Ingrid Gonzalez – STAR ESOL Student
A native of Mexico, Ingrid Gonzalez began attending Atlanta Public Schools in third grade at Fain Elementary School, and later matriculated to Harper-Archer and Young Middle schools. She currently has a 3.5 GPA and has taken several honors level course, as well as Advanced Placement European history, AP Spanish and AP psychology classes. Ingrid serves as president and founder of the school’s Cultural Diversity Club; president of Skills USA; vice president of Beta Club; and is a member of Future Business Leaders of America, the National Honor Society and BELLES.
Maria Moses, ESOL teacher (and 2016 GADOE STAR ESOL Teacher) at Mays High School, referenced Ingrid’s compassion for others, her dedication and her commitment as defining characteristics.
Moses said that Ingrid immediately stood out in ninth grade.
“As an ESOL student, Ingrid made it her duty to immediately connect to all ESOL newcomers, ensure that they felt comfortable in all of their classes, and inform parents about basic supplies that students needed at school,” Moses said.
In 2015, Ingrid decided to create a club where diverse students would come together and celebrate one another’s uniqueness. The Diversity Club was formed. Since its formation, the club has invited several motivational speakers, civic leaders and former ESOL students and parents.

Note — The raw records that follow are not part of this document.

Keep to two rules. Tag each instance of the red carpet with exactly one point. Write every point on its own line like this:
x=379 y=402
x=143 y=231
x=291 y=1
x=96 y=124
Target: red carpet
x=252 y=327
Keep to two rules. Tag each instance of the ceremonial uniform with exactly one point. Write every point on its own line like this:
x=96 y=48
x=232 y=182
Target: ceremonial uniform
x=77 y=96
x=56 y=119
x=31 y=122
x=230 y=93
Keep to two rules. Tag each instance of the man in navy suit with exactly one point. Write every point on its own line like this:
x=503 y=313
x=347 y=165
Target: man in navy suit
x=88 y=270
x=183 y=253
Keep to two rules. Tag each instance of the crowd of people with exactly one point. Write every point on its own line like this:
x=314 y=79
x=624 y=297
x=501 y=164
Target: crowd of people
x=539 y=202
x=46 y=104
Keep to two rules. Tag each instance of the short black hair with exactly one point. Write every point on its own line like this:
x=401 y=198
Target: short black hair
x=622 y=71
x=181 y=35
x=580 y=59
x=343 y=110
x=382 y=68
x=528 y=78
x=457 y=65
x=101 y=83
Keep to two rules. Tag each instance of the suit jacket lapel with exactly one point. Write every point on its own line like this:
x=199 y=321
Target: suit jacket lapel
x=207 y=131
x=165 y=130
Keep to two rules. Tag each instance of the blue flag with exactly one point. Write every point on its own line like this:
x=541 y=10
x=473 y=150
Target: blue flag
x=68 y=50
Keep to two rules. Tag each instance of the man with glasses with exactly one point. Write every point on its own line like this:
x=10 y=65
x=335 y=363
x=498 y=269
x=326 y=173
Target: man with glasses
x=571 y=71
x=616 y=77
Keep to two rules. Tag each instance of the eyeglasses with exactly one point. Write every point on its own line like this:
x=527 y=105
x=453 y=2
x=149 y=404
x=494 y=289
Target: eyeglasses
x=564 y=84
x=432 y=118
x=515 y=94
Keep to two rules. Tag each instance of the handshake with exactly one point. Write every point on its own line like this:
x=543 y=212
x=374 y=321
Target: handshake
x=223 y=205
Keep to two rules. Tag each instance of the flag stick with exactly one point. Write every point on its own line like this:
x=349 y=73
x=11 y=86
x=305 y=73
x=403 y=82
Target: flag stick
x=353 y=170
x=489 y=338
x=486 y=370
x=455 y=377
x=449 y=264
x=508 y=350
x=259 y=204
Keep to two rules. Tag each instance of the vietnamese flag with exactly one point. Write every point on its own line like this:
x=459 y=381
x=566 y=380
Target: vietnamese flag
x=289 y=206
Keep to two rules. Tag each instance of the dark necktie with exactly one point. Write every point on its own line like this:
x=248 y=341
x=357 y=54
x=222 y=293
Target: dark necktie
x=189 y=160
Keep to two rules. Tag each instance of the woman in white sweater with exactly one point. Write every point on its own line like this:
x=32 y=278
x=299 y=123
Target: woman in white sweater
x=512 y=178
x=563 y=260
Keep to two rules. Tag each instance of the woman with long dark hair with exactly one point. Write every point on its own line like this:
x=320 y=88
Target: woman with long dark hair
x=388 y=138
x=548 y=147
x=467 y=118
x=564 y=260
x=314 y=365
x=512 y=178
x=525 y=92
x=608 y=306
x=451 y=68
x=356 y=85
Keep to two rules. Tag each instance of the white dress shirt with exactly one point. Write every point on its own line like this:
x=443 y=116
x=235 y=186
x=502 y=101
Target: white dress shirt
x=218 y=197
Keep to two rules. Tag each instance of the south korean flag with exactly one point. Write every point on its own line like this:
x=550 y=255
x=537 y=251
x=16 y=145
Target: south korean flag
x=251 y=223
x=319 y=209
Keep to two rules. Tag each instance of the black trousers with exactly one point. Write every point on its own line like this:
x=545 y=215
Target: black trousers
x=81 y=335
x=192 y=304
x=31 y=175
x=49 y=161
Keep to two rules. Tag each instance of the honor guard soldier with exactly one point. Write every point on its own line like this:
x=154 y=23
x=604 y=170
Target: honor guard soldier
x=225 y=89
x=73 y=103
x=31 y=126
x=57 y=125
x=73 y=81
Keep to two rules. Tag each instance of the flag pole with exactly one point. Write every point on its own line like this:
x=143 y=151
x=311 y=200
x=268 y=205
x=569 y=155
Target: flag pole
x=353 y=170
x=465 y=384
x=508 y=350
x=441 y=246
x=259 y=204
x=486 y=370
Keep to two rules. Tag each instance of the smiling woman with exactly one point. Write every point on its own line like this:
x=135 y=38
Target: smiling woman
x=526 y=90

“Under Ingrid’s leadership, the club has created fantastic programs for the school, including celebrations for Hispanic Heritage Month and International Day.”
After graduation, Ingrid plans to attend college. Although Ingrid hasn’t decided where she will attend, Ingrid is committed to achieving her dreams and helping others along the way. She has received several scholarships and admission letters from numerous schools.